In a significant development, the Office of the U.S. Trade Representative (USTR) recently concluded the third round of negotiations with Kenya under the Strategic Trade and Investment Partnership (STIP). The talks, held from Jan. 29-31, covered a range of crucial issues, including agriculture, anti-corruption measures, domestic regulation of services, digital trade, environmental and climate considerations, good regulatory practices, standards collaboration, trade facilitation, and customs procedures.

U.S. and Kenya Advance Trade Talks: Focus on Agriculture, Regulations, and Pork Market Access

The U.S. delegation, led by Assistant U.S. Trade Representative Constance Hamilton, concentrated on key areas such as agriculture, good regulatory practices, and workers’ rights and protections during this round.

Notably, the National Pork Producers Council (NPPC) sees Kenya as a potential significant export market for U.S. pork. With a population of approximately 50 million and a growing middle class, Kenya presents an opportunity for U.S. pork producers. NPPC is supportive of the ongoing talks, hoping to pave the way for increased access to Kenya’s pork market.

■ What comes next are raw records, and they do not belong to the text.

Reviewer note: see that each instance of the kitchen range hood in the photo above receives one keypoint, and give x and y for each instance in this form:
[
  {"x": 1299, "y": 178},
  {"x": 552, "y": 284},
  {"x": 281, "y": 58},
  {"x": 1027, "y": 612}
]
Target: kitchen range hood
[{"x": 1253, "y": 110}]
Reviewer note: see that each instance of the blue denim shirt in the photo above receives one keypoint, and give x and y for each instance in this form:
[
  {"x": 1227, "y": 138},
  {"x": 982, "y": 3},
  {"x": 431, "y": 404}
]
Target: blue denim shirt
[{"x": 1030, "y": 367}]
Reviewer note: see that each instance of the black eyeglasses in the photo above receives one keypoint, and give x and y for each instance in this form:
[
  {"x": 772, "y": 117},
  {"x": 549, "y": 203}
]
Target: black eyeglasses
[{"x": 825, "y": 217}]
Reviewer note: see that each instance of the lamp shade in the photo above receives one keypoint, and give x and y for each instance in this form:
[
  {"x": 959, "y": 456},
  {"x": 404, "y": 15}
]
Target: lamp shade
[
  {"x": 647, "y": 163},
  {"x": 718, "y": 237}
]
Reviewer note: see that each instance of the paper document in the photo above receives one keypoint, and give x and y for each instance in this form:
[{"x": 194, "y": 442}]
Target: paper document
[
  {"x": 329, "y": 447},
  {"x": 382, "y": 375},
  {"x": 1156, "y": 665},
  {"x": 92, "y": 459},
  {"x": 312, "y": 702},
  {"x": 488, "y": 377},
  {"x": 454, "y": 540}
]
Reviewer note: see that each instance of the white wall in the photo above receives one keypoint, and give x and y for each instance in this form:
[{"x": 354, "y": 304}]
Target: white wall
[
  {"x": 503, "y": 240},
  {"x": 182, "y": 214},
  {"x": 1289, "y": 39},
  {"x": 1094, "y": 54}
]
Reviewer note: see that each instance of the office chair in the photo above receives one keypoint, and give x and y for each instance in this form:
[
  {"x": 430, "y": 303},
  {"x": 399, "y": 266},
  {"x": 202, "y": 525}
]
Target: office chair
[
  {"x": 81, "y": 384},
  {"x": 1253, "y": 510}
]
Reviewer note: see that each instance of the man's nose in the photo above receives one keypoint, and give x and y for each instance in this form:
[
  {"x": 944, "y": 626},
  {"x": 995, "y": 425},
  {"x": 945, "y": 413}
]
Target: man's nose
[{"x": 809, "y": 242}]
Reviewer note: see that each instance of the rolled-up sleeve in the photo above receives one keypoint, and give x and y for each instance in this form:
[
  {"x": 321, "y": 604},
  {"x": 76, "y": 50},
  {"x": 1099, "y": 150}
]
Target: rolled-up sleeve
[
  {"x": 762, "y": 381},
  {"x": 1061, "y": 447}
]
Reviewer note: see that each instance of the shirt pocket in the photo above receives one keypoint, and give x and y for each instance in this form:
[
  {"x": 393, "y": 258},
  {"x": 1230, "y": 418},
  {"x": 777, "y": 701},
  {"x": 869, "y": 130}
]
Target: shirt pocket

In response to the STIP announcement in July 2022, NPPC has consistently urged U.S. trade negotiators to advocate for the removal of unjustified restrictions on U.S. pork imports to Kenya. These restrictions include stringent testing and inspection requirements, non-science-based sanitary and phytosanitary barriers, and the failure to acknowledge the equivalence of U.S. pork production practices and the U.S. food safety inspection and approval system for pork-related facilities.